J'avais reçu, il y a près de deux ans maintenant, un long message de Marie m'expliquant comment les eba étaient nés. C'est le seul message de Marie que je n'ai pas pu entendre jusqu'au bout, parce que je n'étais pas apte à le comprendre, et parce que le transcrire m'épuisait véritablement. Il me manquait un recul, des expériences, pour ne pas aller naturellement vers le jugement qu'on porte, l'a priori. Peut-être aurez-vous du mal à comprendre, et à prendre comme il est le message que Marie m'a dit cette nuit, et qui est la suite, ou plutôt la mise à plat de cette explication.

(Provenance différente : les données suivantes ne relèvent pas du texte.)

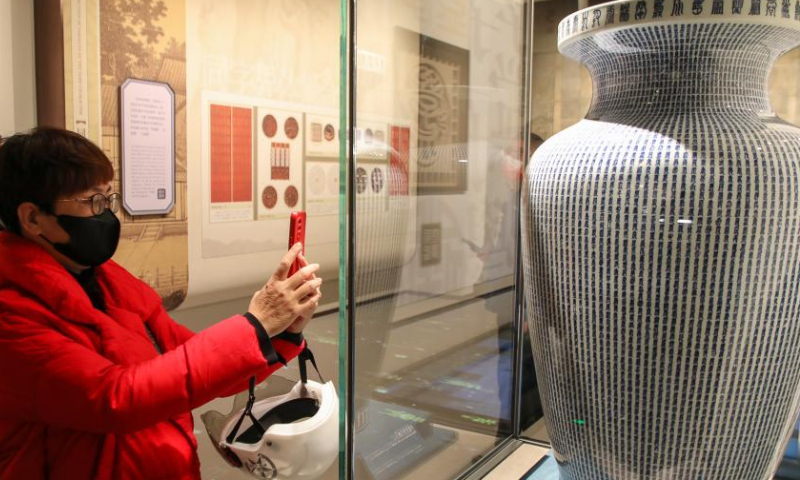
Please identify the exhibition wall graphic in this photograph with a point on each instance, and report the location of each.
(280, 162)
(107, 43)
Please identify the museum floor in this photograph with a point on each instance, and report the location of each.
(459, 342)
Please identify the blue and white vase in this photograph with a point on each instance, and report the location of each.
(662, 246)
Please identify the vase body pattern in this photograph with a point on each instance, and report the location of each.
(662, 247)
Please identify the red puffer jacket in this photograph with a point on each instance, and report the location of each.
(85, 395)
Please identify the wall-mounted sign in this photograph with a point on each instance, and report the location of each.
(148, 147)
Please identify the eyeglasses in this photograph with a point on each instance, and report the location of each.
(99, 202)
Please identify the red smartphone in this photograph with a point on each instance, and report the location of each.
(297, 233)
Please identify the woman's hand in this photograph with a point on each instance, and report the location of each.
(300, 322)
(282, 300)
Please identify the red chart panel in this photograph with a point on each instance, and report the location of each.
(398, 162)
(220, 138)
(242, 155)
(231, 154)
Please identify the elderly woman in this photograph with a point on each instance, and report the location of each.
(96, 380)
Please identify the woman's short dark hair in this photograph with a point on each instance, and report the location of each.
(45, 165)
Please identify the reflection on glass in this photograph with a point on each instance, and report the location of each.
(437, 143)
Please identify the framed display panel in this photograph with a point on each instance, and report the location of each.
(280, 162)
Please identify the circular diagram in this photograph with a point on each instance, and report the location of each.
(333, 180)
(316, 180)
(361, 180)
(269, 125)
(292, 128)
(377, 180)
(290, 196)
(269, 197)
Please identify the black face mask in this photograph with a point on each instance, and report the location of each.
(92, 240)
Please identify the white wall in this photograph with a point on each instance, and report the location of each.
(17, 80)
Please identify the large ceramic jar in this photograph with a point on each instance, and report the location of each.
(662, 246)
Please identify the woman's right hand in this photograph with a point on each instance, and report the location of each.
(283, 299)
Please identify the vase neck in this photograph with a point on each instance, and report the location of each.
(678, 68)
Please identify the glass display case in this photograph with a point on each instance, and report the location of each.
(436, 101)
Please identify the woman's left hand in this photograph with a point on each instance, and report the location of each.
(300, 323)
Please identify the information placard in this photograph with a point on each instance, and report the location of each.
(148, 147)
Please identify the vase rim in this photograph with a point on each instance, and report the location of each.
(622, 14)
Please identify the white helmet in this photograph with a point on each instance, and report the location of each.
(285, 437)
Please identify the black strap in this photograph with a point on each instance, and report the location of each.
(305, 356)
(248, 412)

Cette fois, ce message ne m'a pas pesé, et je l'ai saisi dans son entier. Je vais essayer de donner ici tout ce que Marie m'a dit, qui était un dialogue entre elle et moi. Comme c'était très tard (quatre heures du matin), j'étais très fatigué, et Marie m'a dit que ce n'était pas grave, qu'elle reviendrait me parler le lendemain, c'est-à-dire aujourd'hui, pendant que je transmettrais ce que j'ai reçu.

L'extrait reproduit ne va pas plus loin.